Sommerserie „Geschmackssache“: Des Müllers Lust
„Zerkleinern, mischen, sieben: Das ist die Kunst der Müllerei“, sagt Josef Dom. Getreide kauft er direkt bei den Bauern, da kann er die Qualität bestimmen.
MUNDERKINGEN taz | Am Morgen steht der Storch auf der Mühle, als wartete er auf den Müller. Der Himmel über Munderkingen ist blau, die Donau scheint stillzustehen und der Müller frühstückt drinnen mit der Müllerin und lüftet die Geheimnisse des schwäbischen Knauzenweckens.
Mächtig liegt er auf dem Teller, für einen Esser fast schon zu viel, an einer Stelle ist der Teig herausgequollen und hat, wie es sich gehört, eine Wulst gebildet. Es geht um Oberflächenspannung, Gasbildung, Dehnbarkeit, Kleber, Dinkel, um Temperaturen und um Tradition, kurzum – das Brötchen zu backen ist eine Wissenschaft.

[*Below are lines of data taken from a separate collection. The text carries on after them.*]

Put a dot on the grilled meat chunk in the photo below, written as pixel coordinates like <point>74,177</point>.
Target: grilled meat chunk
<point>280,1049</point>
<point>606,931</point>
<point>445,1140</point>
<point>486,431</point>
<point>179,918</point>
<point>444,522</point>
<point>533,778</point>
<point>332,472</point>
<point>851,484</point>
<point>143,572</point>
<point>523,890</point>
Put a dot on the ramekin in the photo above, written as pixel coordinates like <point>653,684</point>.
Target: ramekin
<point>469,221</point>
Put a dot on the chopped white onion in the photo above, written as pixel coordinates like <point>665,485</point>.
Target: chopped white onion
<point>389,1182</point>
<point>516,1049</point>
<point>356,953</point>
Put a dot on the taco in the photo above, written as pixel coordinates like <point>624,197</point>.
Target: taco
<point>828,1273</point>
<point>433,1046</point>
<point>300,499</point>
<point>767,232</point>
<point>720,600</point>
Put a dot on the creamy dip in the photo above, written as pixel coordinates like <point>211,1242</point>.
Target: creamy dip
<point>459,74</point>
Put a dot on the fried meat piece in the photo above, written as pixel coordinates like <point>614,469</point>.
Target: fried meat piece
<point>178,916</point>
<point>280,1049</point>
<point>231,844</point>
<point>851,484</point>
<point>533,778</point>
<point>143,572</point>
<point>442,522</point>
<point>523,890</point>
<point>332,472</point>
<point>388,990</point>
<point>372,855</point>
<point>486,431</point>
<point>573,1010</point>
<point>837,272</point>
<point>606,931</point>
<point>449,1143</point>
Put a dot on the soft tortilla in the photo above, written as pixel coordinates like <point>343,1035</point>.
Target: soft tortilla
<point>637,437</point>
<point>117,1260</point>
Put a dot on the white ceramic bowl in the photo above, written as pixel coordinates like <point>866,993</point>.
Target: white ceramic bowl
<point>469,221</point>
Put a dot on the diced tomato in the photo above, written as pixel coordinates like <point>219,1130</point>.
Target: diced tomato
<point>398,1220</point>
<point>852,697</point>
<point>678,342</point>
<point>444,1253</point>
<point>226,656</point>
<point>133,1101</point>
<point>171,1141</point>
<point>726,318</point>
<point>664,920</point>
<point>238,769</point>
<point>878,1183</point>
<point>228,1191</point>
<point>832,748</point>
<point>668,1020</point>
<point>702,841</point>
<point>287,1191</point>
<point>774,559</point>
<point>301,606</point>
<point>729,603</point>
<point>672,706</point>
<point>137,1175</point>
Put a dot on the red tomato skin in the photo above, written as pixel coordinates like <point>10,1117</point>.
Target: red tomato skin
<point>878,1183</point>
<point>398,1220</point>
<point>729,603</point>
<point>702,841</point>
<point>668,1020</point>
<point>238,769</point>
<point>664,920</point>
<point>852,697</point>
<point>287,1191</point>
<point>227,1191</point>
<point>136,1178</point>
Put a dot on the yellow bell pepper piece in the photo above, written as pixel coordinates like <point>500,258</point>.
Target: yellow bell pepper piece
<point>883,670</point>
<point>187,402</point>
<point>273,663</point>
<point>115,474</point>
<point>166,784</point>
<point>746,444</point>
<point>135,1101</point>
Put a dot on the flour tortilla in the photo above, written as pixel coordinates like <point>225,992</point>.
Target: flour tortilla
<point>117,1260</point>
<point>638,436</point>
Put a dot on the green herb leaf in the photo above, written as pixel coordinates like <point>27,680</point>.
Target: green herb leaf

Doch Josef Dom ist kein Bäcker, sondern der dritte Müller in der Familie seit 1927, und wenn die Mühle nicht mahlt, hat der Bäcker nichts zu backen. Josef Dom steht auf.
Der Storch hockt immer noch hoch oben, der Müller führt unter das Schleppdach und weist auf die Annahmewanne. Bald werden hier die Bauern Weizen, Roggen und Dinkel anliefern. Vom Getreidehandel kauft Dom nicht einen Zentner. „Ich kenne jeden Betrieb, jeden Bauer, das ist der Unterschied!“ sagt er bestimmt. Dom zahlt nur für beste Qualität, den E- und den A-Weizen. E steht für Elite und ist der Spitzenweizen, A ist die zweithöchste Güte. Alles darunter, B- oder gar C-Weizen, lässt Dom nicht in seine Speicher.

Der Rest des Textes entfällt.